Glass is readily available and easy to recycle. Contigo’s Purity glass water bottle is wrapped in a silicone sleeve to make it easier to handle and pad it in case it takes a tumble. Soma Bottles are likewise made from glass and wrapped in rubber for protection and a better grip. The Zing AnythingCitrus Zinger glass water bottle comes with a built-in juicer so that you can infuse your water with fruit essences.

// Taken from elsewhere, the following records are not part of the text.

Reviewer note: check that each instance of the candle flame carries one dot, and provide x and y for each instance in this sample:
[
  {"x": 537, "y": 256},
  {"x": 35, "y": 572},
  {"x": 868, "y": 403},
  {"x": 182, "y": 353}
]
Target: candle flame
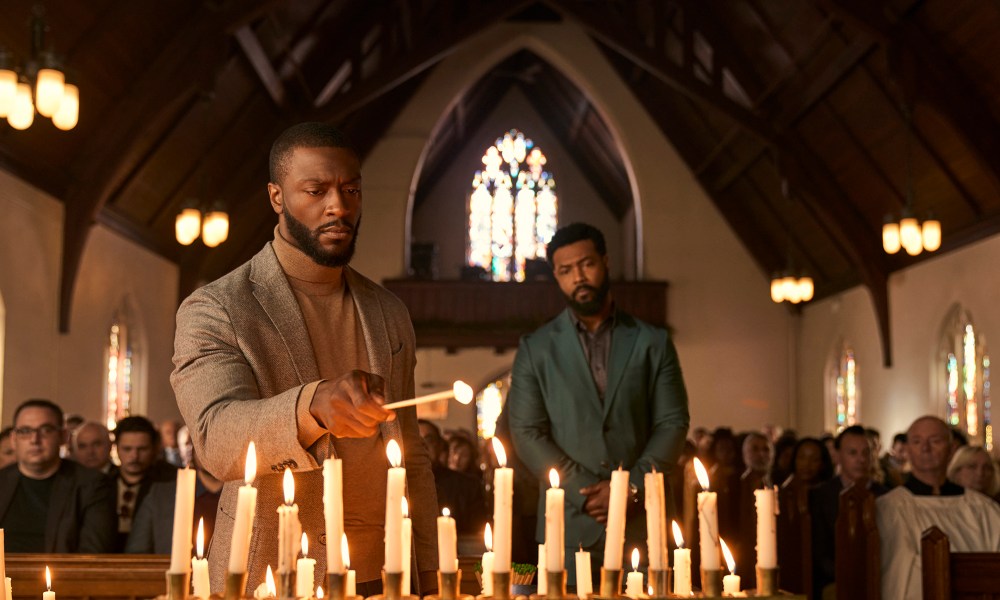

Stainless steel is another popular water bottle choice among eco-conscious consumers, given its ruggedness and insulation as well as how easy it is to recycle. S’well’s bottles come in a variety of designs but all share a base made out of recyclable stainless steel. Mira’s stainless steel bottles have similar but more basic designs — but for half the price. Klean Kanteen also sells a variety of sleek stainless-steel based bottles with cool modern styling.

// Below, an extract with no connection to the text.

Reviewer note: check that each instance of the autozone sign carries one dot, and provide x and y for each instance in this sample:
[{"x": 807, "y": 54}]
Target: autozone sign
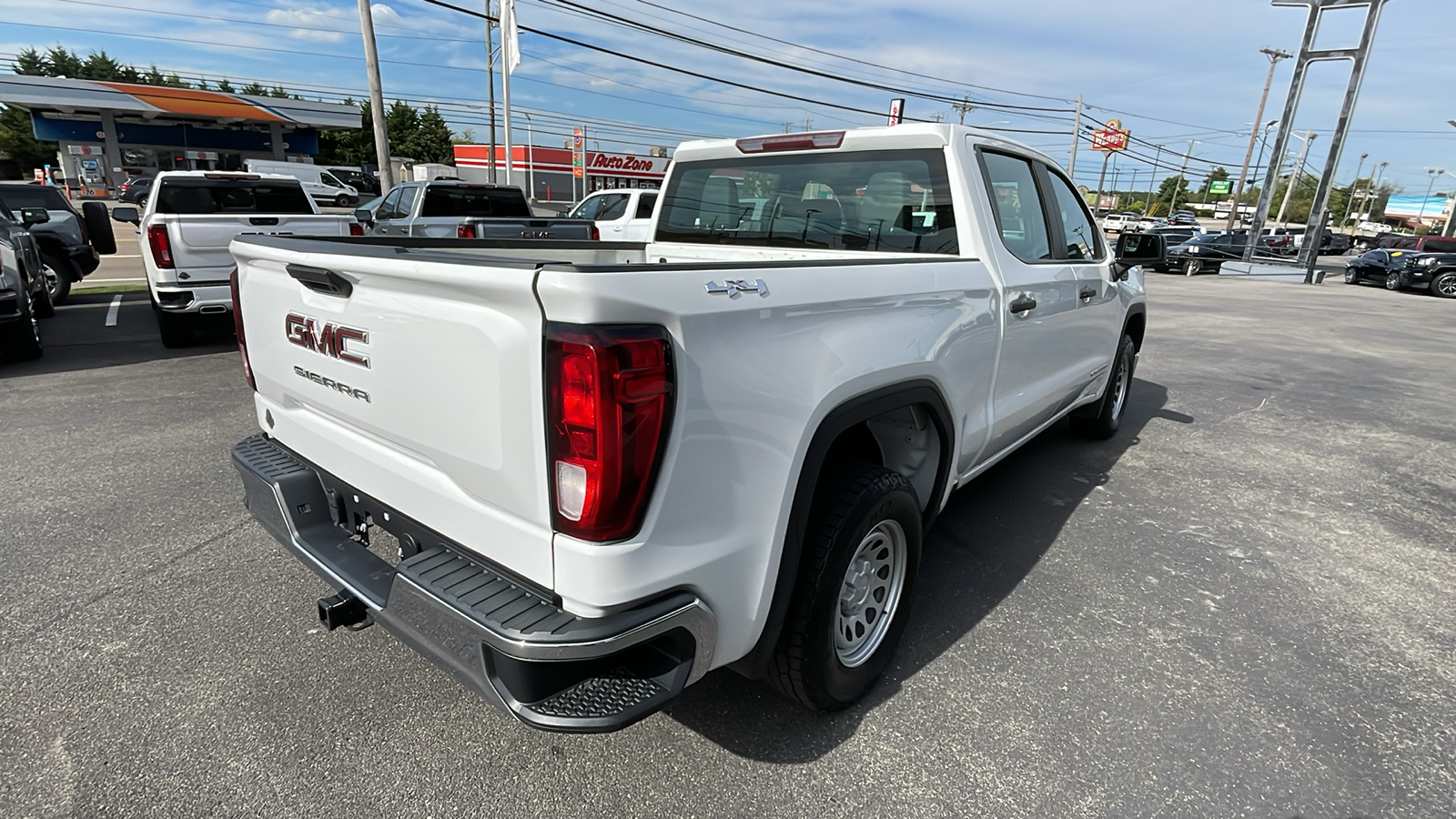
[{"x": 1113, "y": 137}]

In those situations where you don’t have your own reusable water bottle handy, it would be nice to know that you could buy water in a disposable container that neither comes from petroleum nor requires lots of transport and energy to recycle. Boxed Water Is Better and Just Water think they have the solution: paper cartons (like for milk) derived from sustainably harvested timber. These paper cartons are better than their plastic counterparts in many ways. For starters they can be shipped empty and flat and are so light that their transportation carbon footprint is much less than glass or plastic. But they have proven difficult to recycle (let alone compost) given that they include not only paper but also aluminum foil (to shield the contents from light and oxygen which could contaminate the water) and plastic inlays for strength.
Another improvement on the single-use plastic water bottle is one made from biodegradable plant-based material, like the algae-derived prototype developed by Ari Jónsson, a student at the Iceland Academy of the Arts. Jónsson’s bottle is derived from red algae powder and water to form a gelatin-like substance that can be shaped into the form of a bottle after a process of heating, molding, cooling and then filling with water. The bottle keeps its shape as long as it has water in it; when it’s empty, it loses its rigidity and begins to decompose — you can bury it or throw it in your compost bin. While the concept is far from mainstream, and probably never will be, it nevertheless proves that single-use bottles don’t have to be such a burden on the environment.